Les Japonais sont appelés dimanche à voter lors d'un scrutin historique qui devrait voir l'opposition centriste mettre fin à un demi-siècle de domination des conservateurs sur la deuxième économie du monde.

Mais au-delà de cette alternance politique, c'est un véritable changement de société que semblent réclamer une majorité de Japonais, inquiets de la hausse du chômage, de la précarité, de la baisse démographique et du vieillissement de la population. Le Parti Démocrate du Japon (PDJ-centre), principal mouvement d'opposition dirigé par Yukio Hatoyama, 62 ans, l'a bien compris. Son slogan «une politique au service de la vie des gens» fait mouche, si l'on en croit les sondages qui prévoient une victoire écrasante du PDJ aux élections législatives sur le Parti Libéral-Démocrate (PLD-droite) du premier ministre Taro Aso.

Il est vrai que le programme de l'opposition a de quoi séduire: allocations familiales, gratuité de l'enseignement, aides aux chômeurs, minimum vieillesse, limitation du travail précaire, abolition des péages autoroutiers...

Ce programme généreux -trop, selon certains économistes- a semble-t-il achevé de convaincre un électorat, pourtant traditionnellement timoré face au changement, de se lancer dans l'aventure de l'alternance.

Dans le camp opposé, M. Aso, 68 ans, qui préside également le PLD, se présente comme un dirigeant responsable et expérimenté, qui ne se paye pas de mots mais agit. «Ne votez pas pour un gouvernement, mais pour une politique», répète-t-il dans ses discours, en s'attribuant les mérites de la reprise inopinée de la croissance après quatre trimestres de récession.

Artisan du «miracle économique» qui a fait du Japon la deuxième puissance économique du monde, le PLD a réussi à se maintenir au pouvoir depuis 1955, à l'exception d'une brève interruption de dix mois dans les années 90, en s'appuyant sur le grand patronat et la toute-puissante bureaucratie d'État pour forger ce qu'on a appelé «le triangle de fer».

Cette situation de parti hégémonique, inédite dans les grandes démocraties, semble parvenue à son terme.

Le PLD paye aujourd'hui les conséquences des réformes libérales de l'ancien premier ministre Junichiro Koizumi (2001-2006), qui ont aggravé les disparités et accéléré le déclin d'un parti conservateur jugé plus proche du grand patronat que des simples citoyens.

«Il va y avoir une période de confusion, ça prendra du temps, mais le système est obsolète et il doit changer», estime Tomoaki Iwai, professeur de sciences politiques à l'Université Nihon de Tokyo.

Selon plusieurs projections publiées ces derniers jours, les Démocrates pourraient rafler quelque 300 sièges sur les 480 que compte la Chambre des députés, voire même s'assurer une majorité des deux-tiers.
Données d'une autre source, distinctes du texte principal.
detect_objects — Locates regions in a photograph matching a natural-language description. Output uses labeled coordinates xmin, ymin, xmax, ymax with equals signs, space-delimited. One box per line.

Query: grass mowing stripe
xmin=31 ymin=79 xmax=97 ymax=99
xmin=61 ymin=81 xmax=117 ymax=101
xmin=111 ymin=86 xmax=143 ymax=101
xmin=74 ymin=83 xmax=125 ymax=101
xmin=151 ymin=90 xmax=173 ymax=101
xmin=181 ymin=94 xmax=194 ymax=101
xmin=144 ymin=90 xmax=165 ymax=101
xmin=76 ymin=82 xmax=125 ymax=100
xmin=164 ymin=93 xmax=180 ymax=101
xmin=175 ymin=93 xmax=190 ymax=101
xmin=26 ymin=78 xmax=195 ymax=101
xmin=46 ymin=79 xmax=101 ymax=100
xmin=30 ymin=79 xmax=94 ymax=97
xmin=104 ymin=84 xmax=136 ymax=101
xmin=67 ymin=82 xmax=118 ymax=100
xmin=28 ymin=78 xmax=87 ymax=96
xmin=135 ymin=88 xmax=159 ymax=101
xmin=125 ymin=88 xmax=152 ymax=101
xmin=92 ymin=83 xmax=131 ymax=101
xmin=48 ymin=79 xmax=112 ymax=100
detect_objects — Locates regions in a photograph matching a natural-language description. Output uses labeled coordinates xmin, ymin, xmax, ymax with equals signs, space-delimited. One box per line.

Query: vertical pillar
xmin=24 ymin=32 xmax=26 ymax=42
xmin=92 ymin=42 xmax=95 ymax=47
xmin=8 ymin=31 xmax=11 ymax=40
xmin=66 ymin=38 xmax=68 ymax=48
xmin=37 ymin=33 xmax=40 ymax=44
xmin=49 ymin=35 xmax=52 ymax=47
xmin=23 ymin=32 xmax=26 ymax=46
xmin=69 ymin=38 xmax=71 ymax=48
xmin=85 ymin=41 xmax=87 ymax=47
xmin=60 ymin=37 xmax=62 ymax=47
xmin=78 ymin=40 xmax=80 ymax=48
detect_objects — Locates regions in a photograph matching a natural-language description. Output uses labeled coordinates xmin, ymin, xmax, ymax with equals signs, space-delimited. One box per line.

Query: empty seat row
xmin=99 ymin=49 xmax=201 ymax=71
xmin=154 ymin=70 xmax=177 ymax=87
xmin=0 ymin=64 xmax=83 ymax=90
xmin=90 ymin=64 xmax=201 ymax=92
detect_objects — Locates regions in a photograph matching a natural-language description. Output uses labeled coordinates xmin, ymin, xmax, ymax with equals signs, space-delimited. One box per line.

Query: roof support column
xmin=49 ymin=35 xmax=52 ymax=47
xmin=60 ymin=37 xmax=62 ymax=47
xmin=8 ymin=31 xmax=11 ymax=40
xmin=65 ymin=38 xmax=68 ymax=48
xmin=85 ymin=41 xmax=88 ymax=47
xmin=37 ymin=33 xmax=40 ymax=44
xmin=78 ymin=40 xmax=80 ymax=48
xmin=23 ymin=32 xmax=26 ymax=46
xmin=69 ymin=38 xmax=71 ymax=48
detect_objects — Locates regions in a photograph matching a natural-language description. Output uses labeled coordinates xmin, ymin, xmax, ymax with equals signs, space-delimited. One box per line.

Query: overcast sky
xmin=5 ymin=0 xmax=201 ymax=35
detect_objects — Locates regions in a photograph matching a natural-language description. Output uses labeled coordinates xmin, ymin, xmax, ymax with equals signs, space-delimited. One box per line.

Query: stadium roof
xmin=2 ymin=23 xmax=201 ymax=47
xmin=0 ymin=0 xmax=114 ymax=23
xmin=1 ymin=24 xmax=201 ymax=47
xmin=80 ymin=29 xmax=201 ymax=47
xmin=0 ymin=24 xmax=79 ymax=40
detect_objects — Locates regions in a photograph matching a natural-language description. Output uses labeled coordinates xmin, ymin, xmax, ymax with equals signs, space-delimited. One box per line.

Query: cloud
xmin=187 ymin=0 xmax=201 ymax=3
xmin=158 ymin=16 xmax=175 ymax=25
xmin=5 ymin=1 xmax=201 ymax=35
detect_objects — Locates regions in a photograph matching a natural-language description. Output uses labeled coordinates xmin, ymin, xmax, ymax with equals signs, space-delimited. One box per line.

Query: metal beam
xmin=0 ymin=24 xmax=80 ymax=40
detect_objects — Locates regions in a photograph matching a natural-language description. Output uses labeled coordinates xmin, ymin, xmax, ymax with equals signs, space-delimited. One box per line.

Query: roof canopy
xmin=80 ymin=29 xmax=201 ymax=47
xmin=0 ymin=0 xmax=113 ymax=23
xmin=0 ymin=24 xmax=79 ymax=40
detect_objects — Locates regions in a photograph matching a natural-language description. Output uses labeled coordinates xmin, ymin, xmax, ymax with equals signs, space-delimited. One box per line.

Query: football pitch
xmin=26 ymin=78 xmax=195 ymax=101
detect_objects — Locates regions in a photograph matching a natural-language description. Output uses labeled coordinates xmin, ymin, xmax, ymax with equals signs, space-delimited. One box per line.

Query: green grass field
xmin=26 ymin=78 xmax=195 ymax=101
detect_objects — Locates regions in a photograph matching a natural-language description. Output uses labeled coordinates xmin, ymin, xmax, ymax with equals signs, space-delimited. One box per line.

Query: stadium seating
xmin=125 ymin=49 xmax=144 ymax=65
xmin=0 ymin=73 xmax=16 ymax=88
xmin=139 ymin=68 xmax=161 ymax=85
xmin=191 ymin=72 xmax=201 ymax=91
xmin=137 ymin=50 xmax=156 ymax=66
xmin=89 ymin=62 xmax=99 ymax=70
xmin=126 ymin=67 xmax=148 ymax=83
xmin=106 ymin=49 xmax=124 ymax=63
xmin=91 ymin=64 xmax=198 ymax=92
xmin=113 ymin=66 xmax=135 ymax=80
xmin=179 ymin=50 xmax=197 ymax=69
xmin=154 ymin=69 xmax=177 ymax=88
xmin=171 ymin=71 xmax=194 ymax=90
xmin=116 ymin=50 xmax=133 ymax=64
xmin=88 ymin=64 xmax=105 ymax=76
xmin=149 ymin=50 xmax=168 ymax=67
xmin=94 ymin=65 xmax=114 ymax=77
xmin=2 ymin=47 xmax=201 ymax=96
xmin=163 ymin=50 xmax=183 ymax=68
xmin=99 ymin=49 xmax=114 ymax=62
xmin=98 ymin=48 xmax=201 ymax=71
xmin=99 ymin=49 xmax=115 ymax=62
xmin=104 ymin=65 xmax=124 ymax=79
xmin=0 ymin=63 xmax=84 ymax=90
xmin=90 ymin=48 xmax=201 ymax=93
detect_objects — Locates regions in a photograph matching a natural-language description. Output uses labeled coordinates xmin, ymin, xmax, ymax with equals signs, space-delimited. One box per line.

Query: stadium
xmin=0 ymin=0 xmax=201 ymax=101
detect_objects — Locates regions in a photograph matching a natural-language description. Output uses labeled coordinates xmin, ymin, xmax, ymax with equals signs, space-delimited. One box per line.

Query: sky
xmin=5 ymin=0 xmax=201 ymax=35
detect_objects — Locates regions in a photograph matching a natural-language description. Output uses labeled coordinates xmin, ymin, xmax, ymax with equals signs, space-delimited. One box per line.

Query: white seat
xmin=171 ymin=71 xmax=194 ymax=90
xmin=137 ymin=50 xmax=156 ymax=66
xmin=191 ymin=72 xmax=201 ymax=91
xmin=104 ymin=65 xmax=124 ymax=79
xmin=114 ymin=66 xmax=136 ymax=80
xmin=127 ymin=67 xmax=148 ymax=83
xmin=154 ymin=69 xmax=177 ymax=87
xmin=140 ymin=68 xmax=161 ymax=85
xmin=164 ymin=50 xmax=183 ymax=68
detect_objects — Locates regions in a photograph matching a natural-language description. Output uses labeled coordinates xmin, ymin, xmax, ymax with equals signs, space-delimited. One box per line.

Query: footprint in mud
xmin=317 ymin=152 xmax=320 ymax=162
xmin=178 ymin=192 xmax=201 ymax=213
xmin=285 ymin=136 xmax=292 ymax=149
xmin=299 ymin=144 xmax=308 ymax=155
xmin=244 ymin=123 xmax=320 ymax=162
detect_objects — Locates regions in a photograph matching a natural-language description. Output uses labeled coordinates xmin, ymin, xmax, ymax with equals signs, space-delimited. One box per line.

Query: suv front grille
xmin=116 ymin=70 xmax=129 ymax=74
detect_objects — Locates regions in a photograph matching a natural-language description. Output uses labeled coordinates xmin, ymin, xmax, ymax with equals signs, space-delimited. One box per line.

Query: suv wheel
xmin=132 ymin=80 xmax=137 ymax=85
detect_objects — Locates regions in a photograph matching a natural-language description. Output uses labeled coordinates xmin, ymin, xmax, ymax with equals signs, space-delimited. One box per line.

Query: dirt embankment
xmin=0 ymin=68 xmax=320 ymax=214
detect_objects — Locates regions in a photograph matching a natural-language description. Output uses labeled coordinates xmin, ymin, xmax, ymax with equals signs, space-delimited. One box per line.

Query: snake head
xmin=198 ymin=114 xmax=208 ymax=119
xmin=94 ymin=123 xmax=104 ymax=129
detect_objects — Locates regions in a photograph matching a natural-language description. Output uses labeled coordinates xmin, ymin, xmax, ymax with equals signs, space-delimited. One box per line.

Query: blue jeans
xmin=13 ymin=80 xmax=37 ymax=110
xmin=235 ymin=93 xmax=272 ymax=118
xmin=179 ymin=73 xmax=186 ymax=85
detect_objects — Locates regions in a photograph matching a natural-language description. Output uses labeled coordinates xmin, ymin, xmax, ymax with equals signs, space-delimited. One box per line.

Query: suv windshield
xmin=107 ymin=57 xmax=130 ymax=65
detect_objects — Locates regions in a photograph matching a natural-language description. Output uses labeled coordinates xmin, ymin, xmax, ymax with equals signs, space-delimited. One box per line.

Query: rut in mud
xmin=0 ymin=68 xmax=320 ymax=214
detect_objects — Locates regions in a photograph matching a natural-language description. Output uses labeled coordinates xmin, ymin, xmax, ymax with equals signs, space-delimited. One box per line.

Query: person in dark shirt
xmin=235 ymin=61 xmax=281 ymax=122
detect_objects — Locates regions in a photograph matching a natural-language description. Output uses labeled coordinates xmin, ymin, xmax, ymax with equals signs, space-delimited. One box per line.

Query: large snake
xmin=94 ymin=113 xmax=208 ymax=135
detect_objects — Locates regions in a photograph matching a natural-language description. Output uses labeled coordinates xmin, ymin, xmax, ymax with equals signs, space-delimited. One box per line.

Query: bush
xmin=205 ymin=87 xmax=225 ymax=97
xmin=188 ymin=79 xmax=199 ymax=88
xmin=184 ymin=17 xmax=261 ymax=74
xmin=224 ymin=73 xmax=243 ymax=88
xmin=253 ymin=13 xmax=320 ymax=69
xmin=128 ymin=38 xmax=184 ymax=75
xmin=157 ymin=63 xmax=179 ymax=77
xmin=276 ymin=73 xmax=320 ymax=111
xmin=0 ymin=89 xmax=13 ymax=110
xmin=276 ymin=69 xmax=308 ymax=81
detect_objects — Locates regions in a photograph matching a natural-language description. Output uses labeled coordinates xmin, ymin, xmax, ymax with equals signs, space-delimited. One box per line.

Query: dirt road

Une belle revanche pour un parti qui n'avait obtenu il y a 4 ans que 112 députés face aux 334 du puissant PLD et de son allié, le Nouveau Komeito (bouddhiste).

En cas de victoire du PDJ, M. Hatoyama, héritier d'une riche dynastie politique souvent comparée aux Kennedy, serait ensuite élu au poste de premier ministre par la nouvelle Chambre basse issue des urnes et formerait son gouvernement.

Il s'est engagé à constituer une coalition avec d'autres partis d'opposition, notamment le Parti social-démocrate (ex-Socialistes) et le Nouveau Parti du Peuple (droite), ses alliés au Sénat avec lesquels il avait remporté les élections de juillet 2007 à la Chambre haute.

Un scénario qui ravit les conservateurs du PLD, prêts à reconquérir le pouvoir, avec pour premier objectif les élections sénatoriales de l'été prochain. En 1993-94, la coalition hétéroclite qui les avait éjectés du pouvoir n'avait tenu que dix mois avant de se disloquer à la suite de désaccords sur les politiques à suivre.